Battle of the Bush Bulge
cyberman11 writes "Get out your tinfoil hats! Salon.com is running an article about Internet speculation that Bush uses an earpiece prompter and
ignores his teleprompter while making speeches. Bush exhibited peculiar pauses between sentences while speaking during the debate and a large solid object appears between his shoulder blades as he leans over the lectern. He also interrupts himself in the middle of one of his responses by interjecting "Let me finish!" while he still had time remaining to answer and no one else had spoken." If Bush was wired, the receiver would be the size of a deck of cards or smaller, not some giant thing strapped to his back. Update: 10/09 16:10 GMT by J : The NYT contacted the Bush campaign and got a few answers that rule out the innocuous explanation that I had assumed.
Instead of an in-ear prompting device, could it be a vest-type body cooler? There are quite a few of them around, though most are passive devices that you cool by freezing, etc. before you put them on.
I can imagine keeping the "calm, cool, and collected" look was a high priority for the candidates, and neither wanted to look sweaty and nervous.

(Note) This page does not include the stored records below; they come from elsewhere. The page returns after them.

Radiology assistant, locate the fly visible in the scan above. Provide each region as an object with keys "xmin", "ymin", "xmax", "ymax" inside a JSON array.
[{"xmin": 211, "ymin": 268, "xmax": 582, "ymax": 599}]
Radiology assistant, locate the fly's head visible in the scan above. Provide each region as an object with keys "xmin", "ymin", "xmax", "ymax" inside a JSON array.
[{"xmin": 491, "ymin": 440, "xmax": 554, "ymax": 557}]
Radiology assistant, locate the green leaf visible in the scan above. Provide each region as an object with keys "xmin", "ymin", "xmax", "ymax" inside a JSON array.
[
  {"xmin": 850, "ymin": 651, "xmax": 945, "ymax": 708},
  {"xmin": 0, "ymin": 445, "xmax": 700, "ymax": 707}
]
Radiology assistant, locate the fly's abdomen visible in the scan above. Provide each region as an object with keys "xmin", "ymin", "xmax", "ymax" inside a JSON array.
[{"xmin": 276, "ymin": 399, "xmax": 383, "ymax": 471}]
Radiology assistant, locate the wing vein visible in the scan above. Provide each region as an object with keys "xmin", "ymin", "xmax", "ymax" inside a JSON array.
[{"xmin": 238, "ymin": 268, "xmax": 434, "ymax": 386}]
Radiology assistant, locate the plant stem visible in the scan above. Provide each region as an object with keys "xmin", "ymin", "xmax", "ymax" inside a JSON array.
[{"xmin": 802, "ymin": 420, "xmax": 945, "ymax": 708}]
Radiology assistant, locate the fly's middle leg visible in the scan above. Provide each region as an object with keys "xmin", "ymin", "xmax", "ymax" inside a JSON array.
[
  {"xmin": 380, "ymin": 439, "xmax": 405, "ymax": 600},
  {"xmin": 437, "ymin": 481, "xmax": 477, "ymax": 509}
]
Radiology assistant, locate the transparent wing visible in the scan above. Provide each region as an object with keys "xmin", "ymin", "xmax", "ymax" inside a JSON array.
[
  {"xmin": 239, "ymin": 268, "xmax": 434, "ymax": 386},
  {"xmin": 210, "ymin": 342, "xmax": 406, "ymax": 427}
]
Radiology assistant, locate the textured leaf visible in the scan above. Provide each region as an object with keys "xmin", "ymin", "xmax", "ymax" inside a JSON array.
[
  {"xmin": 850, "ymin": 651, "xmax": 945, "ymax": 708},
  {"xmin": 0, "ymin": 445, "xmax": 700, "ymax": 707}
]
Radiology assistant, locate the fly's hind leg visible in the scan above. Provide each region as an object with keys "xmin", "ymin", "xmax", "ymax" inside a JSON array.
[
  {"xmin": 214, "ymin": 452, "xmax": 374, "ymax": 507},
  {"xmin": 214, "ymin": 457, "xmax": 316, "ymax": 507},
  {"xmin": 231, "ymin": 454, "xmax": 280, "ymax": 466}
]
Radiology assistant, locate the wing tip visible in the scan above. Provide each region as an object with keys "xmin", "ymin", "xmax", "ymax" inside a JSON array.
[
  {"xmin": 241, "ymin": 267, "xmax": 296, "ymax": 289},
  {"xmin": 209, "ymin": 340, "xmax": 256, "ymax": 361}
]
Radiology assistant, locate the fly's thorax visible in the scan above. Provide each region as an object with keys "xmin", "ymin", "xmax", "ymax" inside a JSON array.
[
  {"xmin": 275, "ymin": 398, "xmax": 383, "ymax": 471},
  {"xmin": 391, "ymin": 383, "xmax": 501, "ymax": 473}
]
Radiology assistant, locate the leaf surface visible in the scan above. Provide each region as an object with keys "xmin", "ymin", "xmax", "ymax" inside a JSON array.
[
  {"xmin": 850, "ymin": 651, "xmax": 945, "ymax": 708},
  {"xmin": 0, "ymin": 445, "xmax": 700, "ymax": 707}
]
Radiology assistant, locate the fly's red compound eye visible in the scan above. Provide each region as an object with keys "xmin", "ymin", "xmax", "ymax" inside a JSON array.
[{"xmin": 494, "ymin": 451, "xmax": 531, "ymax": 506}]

Yes, the green light means he still has a lot of time, but this is Bush. Pay close attention to his inability to pace himself with the lights. At one point he started talking very fast in response to a green light, then slowed down realising that he still had time, but slowed down too much. Then after the light turned red he speeded back up way too late and kept talking after it started flashing.
Everyone knows Cheney switched several years ago from using an earpiece to using anal electrodes to control Dubya.
If they wanted to get rid of the earpiece, they could have used a Neurophone which is about the right size for that bulge. Flantech's FAQ states that the transducers do not have to be placed on the temples, they can be placed anywhere on the body - but closer to Bush's brain is obviously better (so they were probably placed on Karl Rove).
Money for nothing, pix for free
When pressed with the claim that the earpiece has been seen before, in his other ear, the source indicated that further information would be forthcoming. A gleeful Terry McAuliffe shot back with the claim that Bush was, "Deaf in one ear or another, depending on which side of him Colin Powell was sitting."
I heard this yesterday and then rewatched the debate.
When Bush begins speaking he spends more time not talking than talking, like he's repeating dictation. Not like a normal person at all.
Good thing the ground rules say Kerry can't come near him or speak to him directly.
"Reactionaries must be deprived of the right to voice their opinions; only the people have that right." - Mao
i hate bush as much as anyone but i have bought a LOT of suits (was in sales for years) and that bulge is just the fabric bunching next to the stratch between the shoulder blades.
:( let's defeat bush because he is a psychotic half-wit, without breaking out the tin-foil hats
try it yourself. get a piece of fabric and stretch it between 2 smooth surfaces (like shoulder blades). it will bunch up at the opt and bottom of the stretch.
speaking of stretching, this whole theory is a real stretch too
Let's try a more plausible explanation for Bush's weird speaking cadence. Bad debate strategy.
The Republican political technique is based on repeating a small number of simple consistent messages to the electorate. It's the "talking point" thing. Get everybody top to bottom saying exactly the same thing in the same phrases over and over and over again in every venue you can put them in, and pretty soon the message starts to stick. The pauses in the President's delivery were him thinking on his feet, trying to find a way to connect the topic to one of these small number of messages they've chosen.
First of all, he's not as skilled as the usual talking heads at this game. Furthermore, this wasn't some cable news segment, this was a presidential debate. Not only is he under greater scrutiny than the the normal talking head would be, he's under it for a lot longer. It's not five minutes of blather then cut to the commercial, it's ninety minutes of white hot attention, stacked up next to a determined opponent who has managed to eliminate all of his rivals up to this point.
As a result, the dominant impression he left was that he didn't have enough material -- exactly the opposite of what you'd expect if he were wearing a wire.